Menurut dia, kenapa di Solo, karena kota tersebut dikenal memiliki banyak warisan budaya tari dan seni yang mempunyai berkualitas tinggi.
Oleh karena itu, pihaknya sangat sedang bisa datang ke Solo bermitra dengan isi Surakarta dengan menghadirkan James Cousins Company yang telah meraih berbagai penghargaan itu.
James Cousins Company merupakan salah satu kelompok tari yang paling menarik di Inggris tersebut diharapkan mampu menghibur para penonton masyarakat Kota Solo.
Koreografer James Cousins merupakan lulusan dari London Conremporary Dance School secara perlahan menjelma dari seorang penari menjadi koreografer yang menghasilkan berbagi karya tari yang disegani baik Inggris maupun negara-negara lain.

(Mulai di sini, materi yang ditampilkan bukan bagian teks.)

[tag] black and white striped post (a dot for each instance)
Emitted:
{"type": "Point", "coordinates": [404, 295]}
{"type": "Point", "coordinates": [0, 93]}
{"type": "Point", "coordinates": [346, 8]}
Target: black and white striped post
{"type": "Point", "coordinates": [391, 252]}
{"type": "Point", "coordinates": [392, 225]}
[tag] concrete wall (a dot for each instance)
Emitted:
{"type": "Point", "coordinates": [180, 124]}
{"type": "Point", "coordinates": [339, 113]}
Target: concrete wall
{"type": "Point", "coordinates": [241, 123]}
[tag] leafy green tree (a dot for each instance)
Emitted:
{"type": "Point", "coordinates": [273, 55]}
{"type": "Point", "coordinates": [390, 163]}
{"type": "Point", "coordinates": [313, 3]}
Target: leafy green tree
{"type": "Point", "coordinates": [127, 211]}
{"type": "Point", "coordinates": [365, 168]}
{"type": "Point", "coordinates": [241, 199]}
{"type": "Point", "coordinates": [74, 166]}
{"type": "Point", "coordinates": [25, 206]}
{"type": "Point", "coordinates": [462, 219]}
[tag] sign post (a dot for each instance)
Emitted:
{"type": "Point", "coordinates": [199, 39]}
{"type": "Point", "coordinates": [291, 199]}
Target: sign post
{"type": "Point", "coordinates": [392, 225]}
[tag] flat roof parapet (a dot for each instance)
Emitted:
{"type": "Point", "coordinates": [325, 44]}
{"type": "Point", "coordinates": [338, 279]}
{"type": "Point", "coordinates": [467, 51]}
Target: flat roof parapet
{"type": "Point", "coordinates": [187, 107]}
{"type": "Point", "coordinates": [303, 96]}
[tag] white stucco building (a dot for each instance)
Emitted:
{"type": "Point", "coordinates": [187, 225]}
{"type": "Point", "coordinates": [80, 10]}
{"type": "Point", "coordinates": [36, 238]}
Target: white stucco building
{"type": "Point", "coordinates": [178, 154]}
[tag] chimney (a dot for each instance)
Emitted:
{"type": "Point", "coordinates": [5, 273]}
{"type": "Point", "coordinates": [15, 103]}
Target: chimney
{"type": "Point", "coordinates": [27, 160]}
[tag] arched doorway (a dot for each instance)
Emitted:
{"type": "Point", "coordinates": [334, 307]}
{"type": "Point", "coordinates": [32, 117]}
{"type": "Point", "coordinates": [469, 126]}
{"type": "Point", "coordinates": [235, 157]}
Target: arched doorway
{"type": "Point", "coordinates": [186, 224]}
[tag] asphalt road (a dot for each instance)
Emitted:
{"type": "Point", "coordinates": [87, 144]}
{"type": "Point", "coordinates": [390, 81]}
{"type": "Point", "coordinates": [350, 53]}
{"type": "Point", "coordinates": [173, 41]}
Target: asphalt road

Menurut James Cousins, dirinya merasa senang bisa tampil di Kota Solo, karena wilayah ini yang dikenal banyak mempunyai warisan budaya yang berkualitas.
“Dua karya saya itu, merupakan karya tari yang diambil dari sebuah novel kisah di Jepang karya Haruki Murakami. Saya menciptakan tari ini, dua tahun yang lalu dan kini dipertunjukan turnya di Asia Tenggara termasuk Indonesia,” James Cousins.
Menurut dia, penari perempuan yang melakukan gerakan yang kuat dan indah di atas atau tanpa menyentuh tanah selama sekitar 17 menit dengan penari laki-laki. Tarian ini, sangat indah dan dinamis, serta menonjolkan emosi para penarinya.